Hi I'm Tom, I'm currently living on the Isle Of Sheppey in Kent but I may be moving soon. I love Halloween so much that my mum buys me Halloween presents instead of christmas ones. Ive made various props and afew small haunts but I don't have any pictures as my ex destroyed my laptop (I discovered he's not a very nice person lol)
Anyway, I can't wait to learn some more useful things and I certainly can't wait to see peoples costume idea's ( I love making costumes)


----------



## hedg12 (Jul 6, 2008)

Welcome to HF!


----------



## fick209 (Aug 31, 2009)

Welcome to the forum!


----------



## trishaanne (Aug 20, 2005)

Hi and welcome to the forum.


----------



## Bone Dancer (Oct 7, 2005)

Greetings and welcome.


----------



## scareme (Aug 29, 2006)

Hi and welcome to the forum.
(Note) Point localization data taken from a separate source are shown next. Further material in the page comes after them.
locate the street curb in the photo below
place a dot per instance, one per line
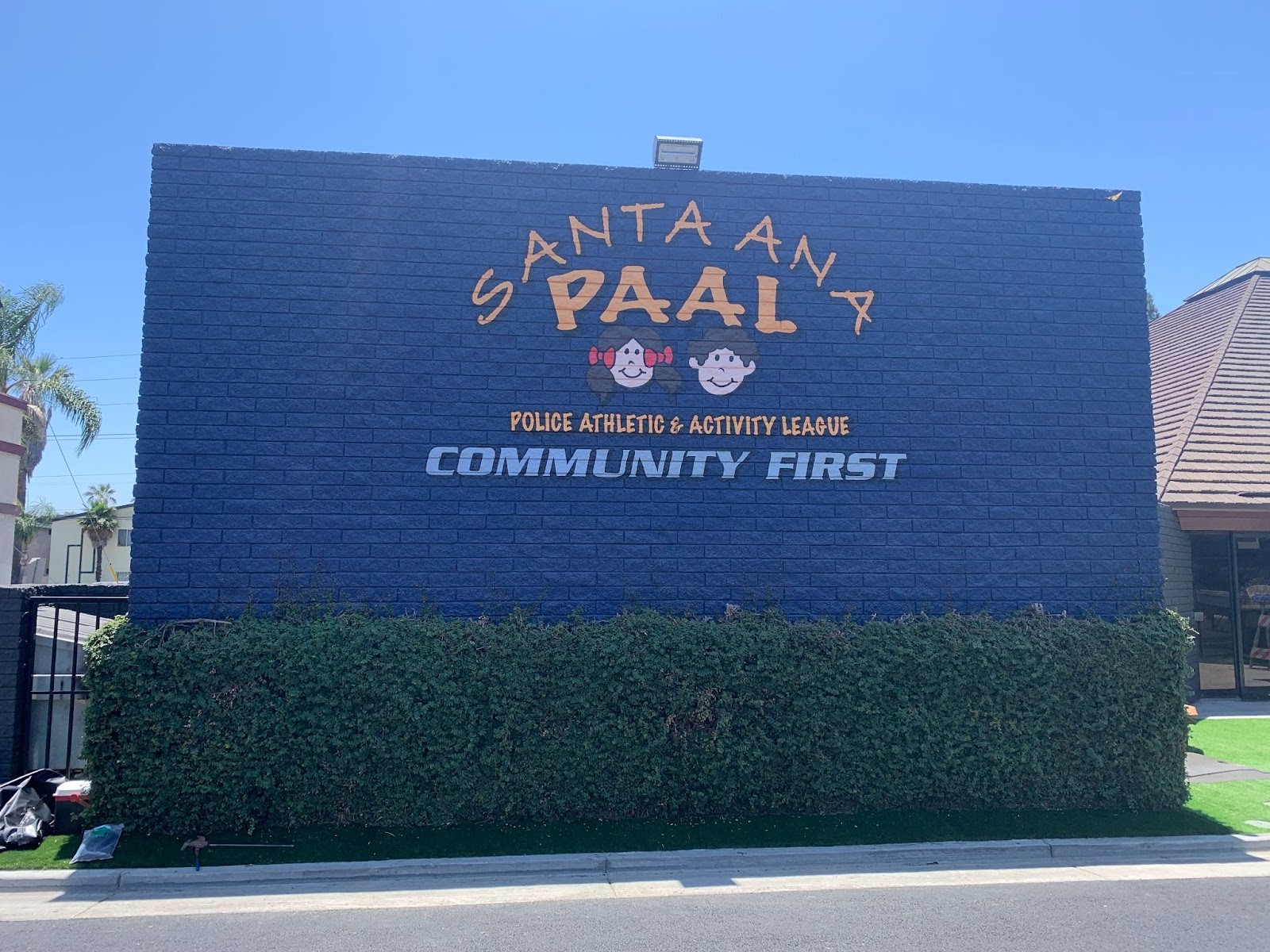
(668, 863)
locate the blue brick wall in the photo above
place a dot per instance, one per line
(310, 334)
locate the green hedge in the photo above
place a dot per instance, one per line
(355, 719)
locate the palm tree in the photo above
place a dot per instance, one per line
(99, 524)
(102, 492)
(27, 526)
(23, 314)
(42, 382)
(46, 386)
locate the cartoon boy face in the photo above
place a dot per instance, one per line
(630, 368)
(722, 372)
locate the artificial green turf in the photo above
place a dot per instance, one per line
(327, 844)
(1240, 740)
(1233, 804)
(1213, 808)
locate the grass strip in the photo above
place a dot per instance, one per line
(1238, 740)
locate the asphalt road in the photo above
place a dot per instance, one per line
(1191, 916)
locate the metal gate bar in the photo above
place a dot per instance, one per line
(74, 616)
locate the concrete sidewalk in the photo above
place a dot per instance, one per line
(692, 863)
(1231, 708)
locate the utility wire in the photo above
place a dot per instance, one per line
(80, 494)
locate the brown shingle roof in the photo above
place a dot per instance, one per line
(1210, 386)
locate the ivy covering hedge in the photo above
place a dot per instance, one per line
(355, 719)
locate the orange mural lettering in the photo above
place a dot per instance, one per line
(567, 305)
(480, 298)
(691, 219)
(577, 228)
(545, 249)
(764, 234)
(804, 251)
(860, 300)
(711, 281)
(633, 281)
(639, 216)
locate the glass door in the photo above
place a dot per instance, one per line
(1253, 590)
(1214, 620)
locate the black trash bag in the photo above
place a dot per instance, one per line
(27, 809)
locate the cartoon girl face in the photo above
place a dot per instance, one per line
(722, 371)
(630, 359)
(632, 365)
(629, 368)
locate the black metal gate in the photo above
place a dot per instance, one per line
(55, 628)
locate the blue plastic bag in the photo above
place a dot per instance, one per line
(98, 843)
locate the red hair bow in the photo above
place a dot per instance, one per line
(652, 359)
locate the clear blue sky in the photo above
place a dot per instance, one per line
(1162, 97)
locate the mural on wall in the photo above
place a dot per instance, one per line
(630, 359)
(723, 359)
(632, 355)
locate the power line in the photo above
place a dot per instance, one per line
(101, 436)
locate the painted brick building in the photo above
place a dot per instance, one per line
(493, 384)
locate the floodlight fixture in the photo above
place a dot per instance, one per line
(676, 152)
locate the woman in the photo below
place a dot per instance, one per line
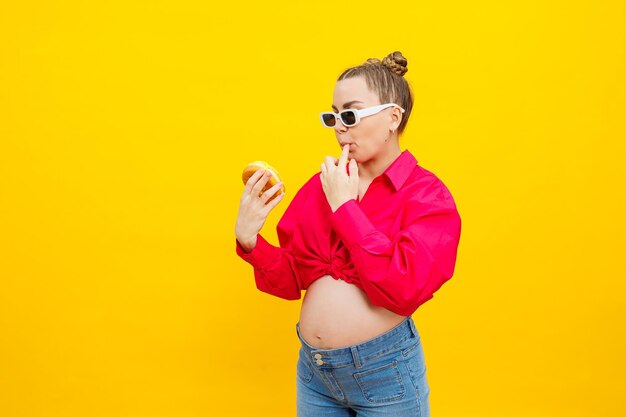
(370, 240)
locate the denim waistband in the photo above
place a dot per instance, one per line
(364, 351)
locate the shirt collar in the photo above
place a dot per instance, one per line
(400, 169)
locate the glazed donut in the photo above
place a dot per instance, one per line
(254, 166)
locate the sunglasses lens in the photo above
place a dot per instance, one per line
(329, 119)
(348, 117)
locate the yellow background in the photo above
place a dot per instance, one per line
(124, 127)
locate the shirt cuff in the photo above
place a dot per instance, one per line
(350, 223)
(262, 256)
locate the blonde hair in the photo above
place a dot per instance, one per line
(385, 78)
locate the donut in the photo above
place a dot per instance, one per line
(254, 166)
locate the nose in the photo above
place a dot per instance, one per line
(339, 126)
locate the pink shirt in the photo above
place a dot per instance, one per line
(398, 244)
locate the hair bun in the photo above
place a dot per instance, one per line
(396, 62)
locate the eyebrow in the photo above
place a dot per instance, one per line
(348, 104)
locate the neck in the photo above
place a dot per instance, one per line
(376, 166)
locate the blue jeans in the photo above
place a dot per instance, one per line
(382, 376)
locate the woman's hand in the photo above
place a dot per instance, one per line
(340, 187)
(253, 209)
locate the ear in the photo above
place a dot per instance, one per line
(396, 117)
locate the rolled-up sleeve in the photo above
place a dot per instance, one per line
(403, 271)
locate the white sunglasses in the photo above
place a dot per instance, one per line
(351, 117)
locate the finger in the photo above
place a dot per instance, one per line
(353, 167)
(253, 179)
(330, 162)
(256, 190)
(343, 158)
(271, 191)
(272, 203)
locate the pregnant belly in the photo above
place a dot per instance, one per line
(337, 314)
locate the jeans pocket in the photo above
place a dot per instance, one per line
(304, 370)
(382, 384)
(416, 366)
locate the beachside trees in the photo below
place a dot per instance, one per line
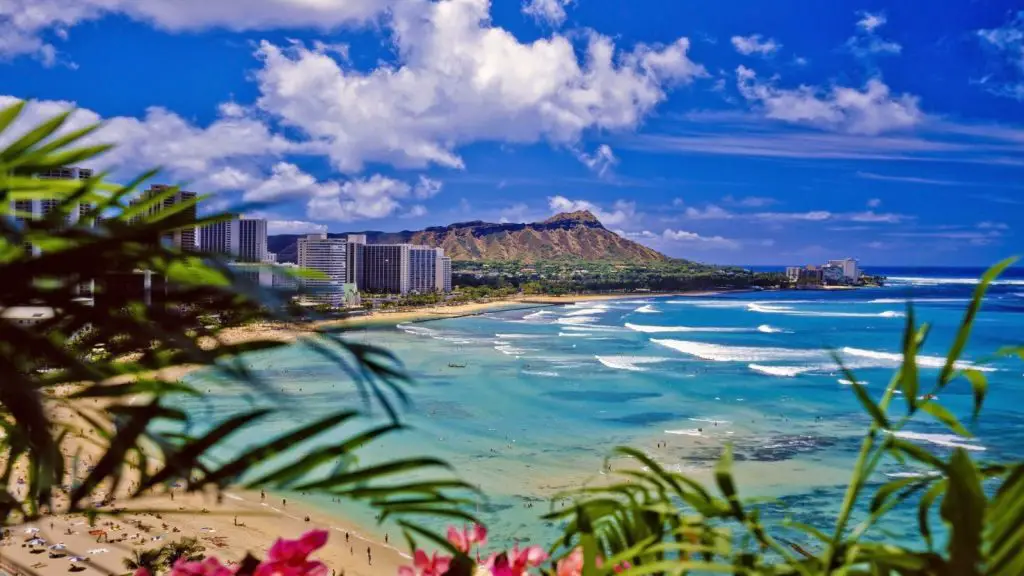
(99, 367)
(89, 389)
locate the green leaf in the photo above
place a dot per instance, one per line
(964, 509)
(964, 333)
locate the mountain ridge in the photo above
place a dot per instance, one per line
(578, 234)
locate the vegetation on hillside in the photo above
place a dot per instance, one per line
(649, 521)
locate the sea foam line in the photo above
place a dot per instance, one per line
(630, 363)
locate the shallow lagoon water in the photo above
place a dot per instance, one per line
(546, 394)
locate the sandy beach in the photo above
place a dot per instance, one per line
(241, 522)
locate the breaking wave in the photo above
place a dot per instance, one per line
(631, 363)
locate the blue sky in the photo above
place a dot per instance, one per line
(741, 132)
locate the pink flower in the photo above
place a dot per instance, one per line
(515, 562)
(426, 566)
(570, 565)
(464, 539)
(208, 567)
(290, 558)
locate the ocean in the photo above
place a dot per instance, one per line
(547, 393)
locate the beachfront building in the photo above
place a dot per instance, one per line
(326, 255)
(444, 275)
(220, 238)
(252, 240)
(184, 238)
(423, 265)
(353, 271)
(385, 269)
(850, 268)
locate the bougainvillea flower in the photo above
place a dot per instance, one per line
(290, 558)
(426, 566)
(464, 539)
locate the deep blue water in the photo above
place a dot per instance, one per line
(548, 393)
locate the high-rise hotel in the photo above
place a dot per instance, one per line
(326, 255)
(244, 239)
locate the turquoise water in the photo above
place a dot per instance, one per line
(547, 393)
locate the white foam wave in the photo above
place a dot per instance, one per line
(721, 353)
(688, 432)
(659, 329)
(577, 320)
(914, 300)
(767, 309)
(631, 363)
(588, 311)
(593, 328)
(784, 371)
(931, 474)
(947, 440)
(925, 361)
(541, 373)
(923, 281)
(710, 420)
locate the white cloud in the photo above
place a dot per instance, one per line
(813, 216)
(286, 180)
(694, 238)
(992, 225)
(755, 44)
(375, 197)
(622, 212)
(26, 24)
(600, 162)
(294, 227)
(749, 201)
(870, 111)
(869, 22)
(710, 212)
(187, 152)
(548, 11)
(427, 188)
(866, 41)
(415, 211)
(1008, 41)
(461, 80)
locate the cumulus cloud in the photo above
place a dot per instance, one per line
(294, 227)
(755, 44)
(1008, 42)
(749, 201)
(694, 238)
(622, 212)
(871, 111)
(26, 25)
(866, 41)
(548, 11)
(375, 197)
(600, 162)
(161, 137)
(460, 80)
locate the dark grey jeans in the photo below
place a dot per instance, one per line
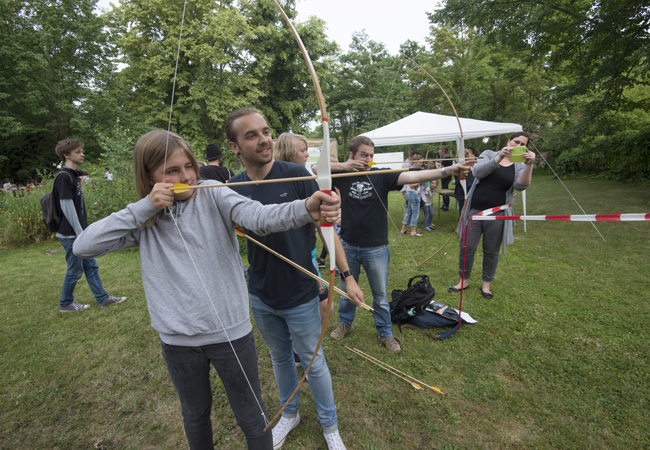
(189, 370)
(492, 232)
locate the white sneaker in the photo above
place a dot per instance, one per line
(334, 441)
(282, 429)
(74, 306)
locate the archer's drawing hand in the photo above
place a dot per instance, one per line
(529, 157)
(458, 169)
(353, 165)
(326, 204)
(161, 196)
(505, 152)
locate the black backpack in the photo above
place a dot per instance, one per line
(51, 212)
(412, 301)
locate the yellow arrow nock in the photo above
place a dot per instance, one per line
(179, 188)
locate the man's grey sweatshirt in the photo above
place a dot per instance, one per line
(181, 310)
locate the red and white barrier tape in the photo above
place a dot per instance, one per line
(571, 218)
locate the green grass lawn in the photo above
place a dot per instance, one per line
(558, 359)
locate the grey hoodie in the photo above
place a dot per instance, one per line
(180, 309)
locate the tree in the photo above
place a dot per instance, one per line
(53, 53)
(598, 50)
(484, 81)
(369, 90)
(290, 101)
(210, 82)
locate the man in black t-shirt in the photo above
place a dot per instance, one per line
(214, 170)
(69, 198)
(364, 230)
(284, 301)
(444, 182)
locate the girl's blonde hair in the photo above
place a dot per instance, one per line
(286, 147)
(149, 154)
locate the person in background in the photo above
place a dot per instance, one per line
(293, 148)
(412, 196)
(444, 182)
(215, 170)
(496, 179)
(470, 152)
(67, 192)
(364, 231)
(284, 300)
(426, 194)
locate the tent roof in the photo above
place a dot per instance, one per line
(421, 128)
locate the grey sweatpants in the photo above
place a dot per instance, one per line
(492, 232)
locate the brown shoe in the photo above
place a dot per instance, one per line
(390, 343)
(341, 331)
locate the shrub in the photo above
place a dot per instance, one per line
(20, 219)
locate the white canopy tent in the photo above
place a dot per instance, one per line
(422, 128)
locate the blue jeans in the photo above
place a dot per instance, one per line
(413, 200)
(277, 327)
(428, 215)
(189, 370)
(375, 261)
(76, 268)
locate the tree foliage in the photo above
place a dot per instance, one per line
(369, 90)
(597, 53)
(53, 52)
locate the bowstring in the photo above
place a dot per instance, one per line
(168, 211)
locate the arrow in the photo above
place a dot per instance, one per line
(179, 187)
(299, 267)
(394, 371)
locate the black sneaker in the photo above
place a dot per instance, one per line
(110, 300)
(74, 306)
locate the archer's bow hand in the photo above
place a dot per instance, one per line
(161, 196)
(326, 204)
(459, 169)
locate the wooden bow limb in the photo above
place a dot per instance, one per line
(300, 268)
(415, 383)
(373, 163)
(324, 180)
(184, 187)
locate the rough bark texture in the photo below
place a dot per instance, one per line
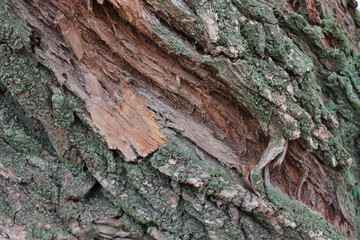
(179, 119)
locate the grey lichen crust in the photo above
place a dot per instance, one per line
(59, 180)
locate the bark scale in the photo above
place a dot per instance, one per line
(151, 119)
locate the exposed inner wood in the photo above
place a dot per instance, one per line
(132, 89)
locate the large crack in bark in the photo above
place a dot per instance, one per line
(119, 59)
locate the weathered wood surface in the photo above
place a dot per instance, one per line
(178, 119)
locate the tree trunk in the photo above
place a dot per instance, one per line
(179, 119)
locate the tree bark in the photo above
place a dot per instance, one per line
(179, 119)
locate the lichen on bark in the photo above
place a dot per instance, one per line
(178, 120)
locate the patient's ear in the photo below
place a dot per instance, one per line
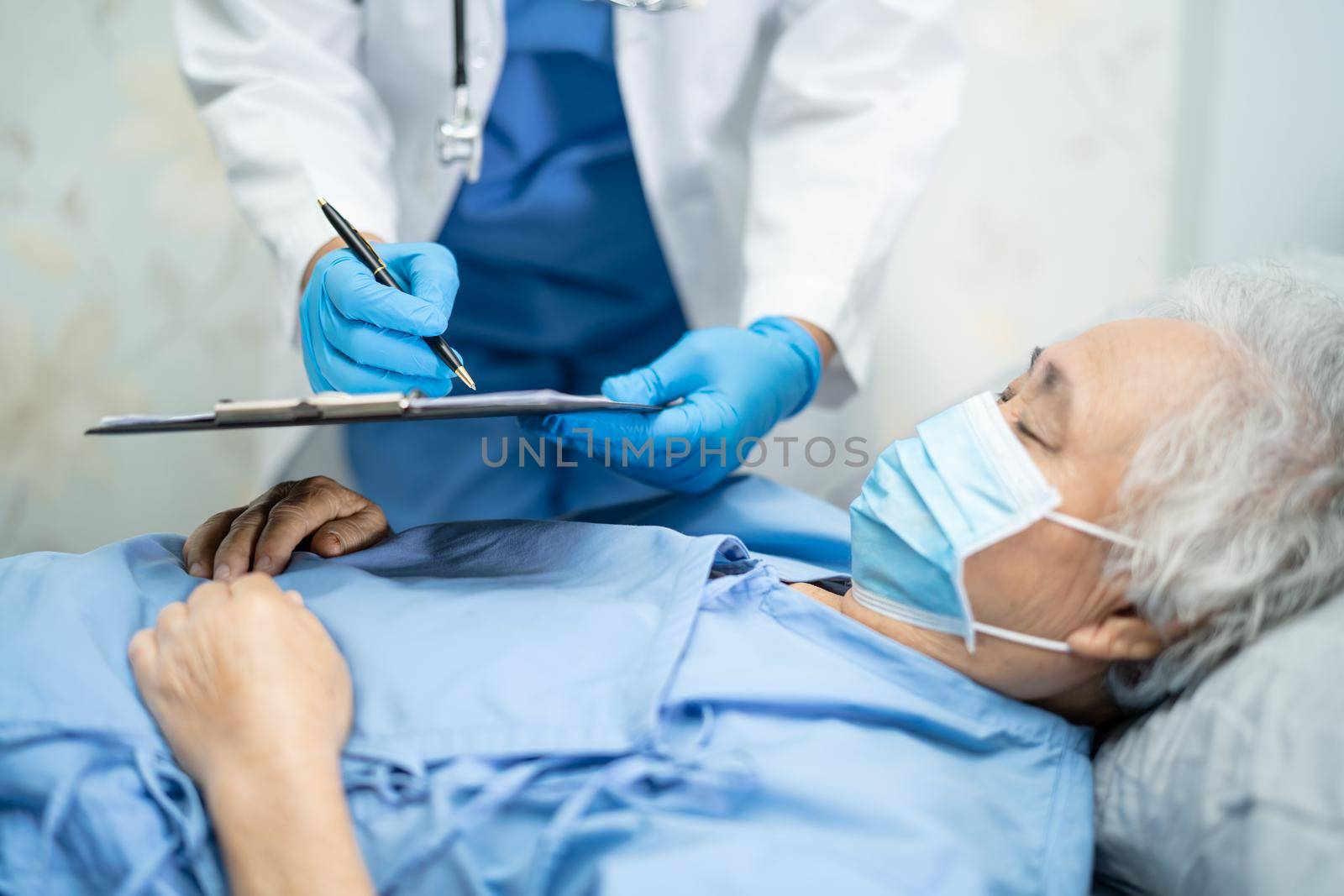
(1121, 636)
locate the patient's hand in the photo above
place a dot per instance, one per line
(241, 678)
(265, 533)
(255, 703)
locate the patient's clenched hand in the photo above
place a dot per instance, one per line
(244, 679)
(265, 533)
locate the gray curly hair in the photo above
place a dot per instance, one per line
(1238, 500)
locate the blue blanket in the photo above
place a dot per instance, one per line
(564, 707)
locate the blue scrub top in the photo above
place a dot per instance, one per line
(554, 244)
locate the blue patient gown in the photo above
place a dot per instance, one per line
(558, 707)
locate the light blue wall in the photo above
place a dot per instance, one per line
(1261, 145)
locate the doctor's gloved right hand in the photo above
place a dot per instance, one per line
(360, 336)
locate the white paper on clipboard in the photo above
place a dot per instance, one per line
(338, 407)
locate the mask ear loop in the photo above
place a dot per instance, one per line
(1093, 530)
(1019, 637)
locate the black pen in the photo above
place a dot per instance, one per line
(365, 253)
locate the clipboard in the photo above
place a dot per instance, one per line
(329, 409)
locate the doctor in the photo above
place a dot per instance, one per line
(566, 187)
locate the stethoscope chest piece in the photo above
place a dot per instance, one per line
(460, 137)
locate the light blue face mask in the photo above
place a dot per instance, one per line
(964, 483)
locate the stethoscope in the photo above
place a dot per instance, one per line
(460, 137)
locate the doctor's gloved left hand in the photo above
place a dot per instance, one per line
(736, 385)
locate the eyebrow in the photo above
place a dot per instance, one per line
(1055, 392)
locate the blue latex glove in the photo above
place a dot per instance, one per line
(360, 336)
(736, 385)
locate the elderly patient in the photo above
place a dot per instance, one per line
(581, 705)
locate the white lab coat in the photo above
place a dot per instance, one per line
(781, 144)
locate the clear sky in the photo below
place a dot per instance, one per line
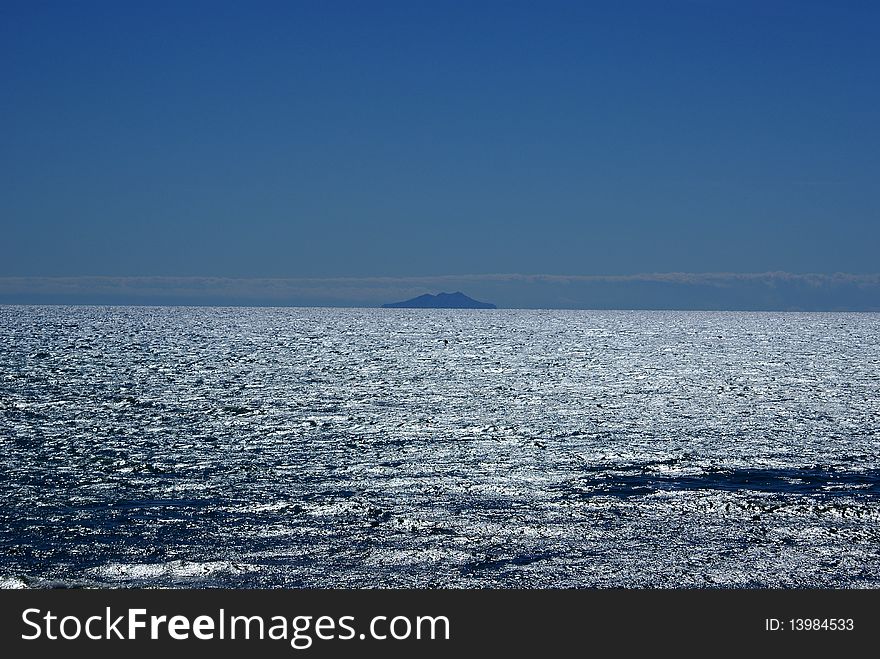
(326, 139)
After years of asking, my family has finally started giving Halloween things for Christmas presents too. Isn't it great?


----------



## Goblin (Jun 3, 2009)




----------



## Evil Queen (Mar 8, 2008)




----------



## dynoflyer (Oct 8, 2006)




----------



## Hauntiholik (May 17, 2006)

Welcome to the forum!


----------



## Frighteners Entertainment (Jan 24, 2006)

Welcome welcome!


----------



## Spooky1 (Aug 25, 2008)

Welcome to the forum!


----------



## MapThePlanet (Nov 12, 2010)

Hello and Welcome Tom. I'm kinda new around here too


----------



## Lunatic (Oct 3, 2006)

Welcome to Haunt Forum Under-The-Stairs!


----------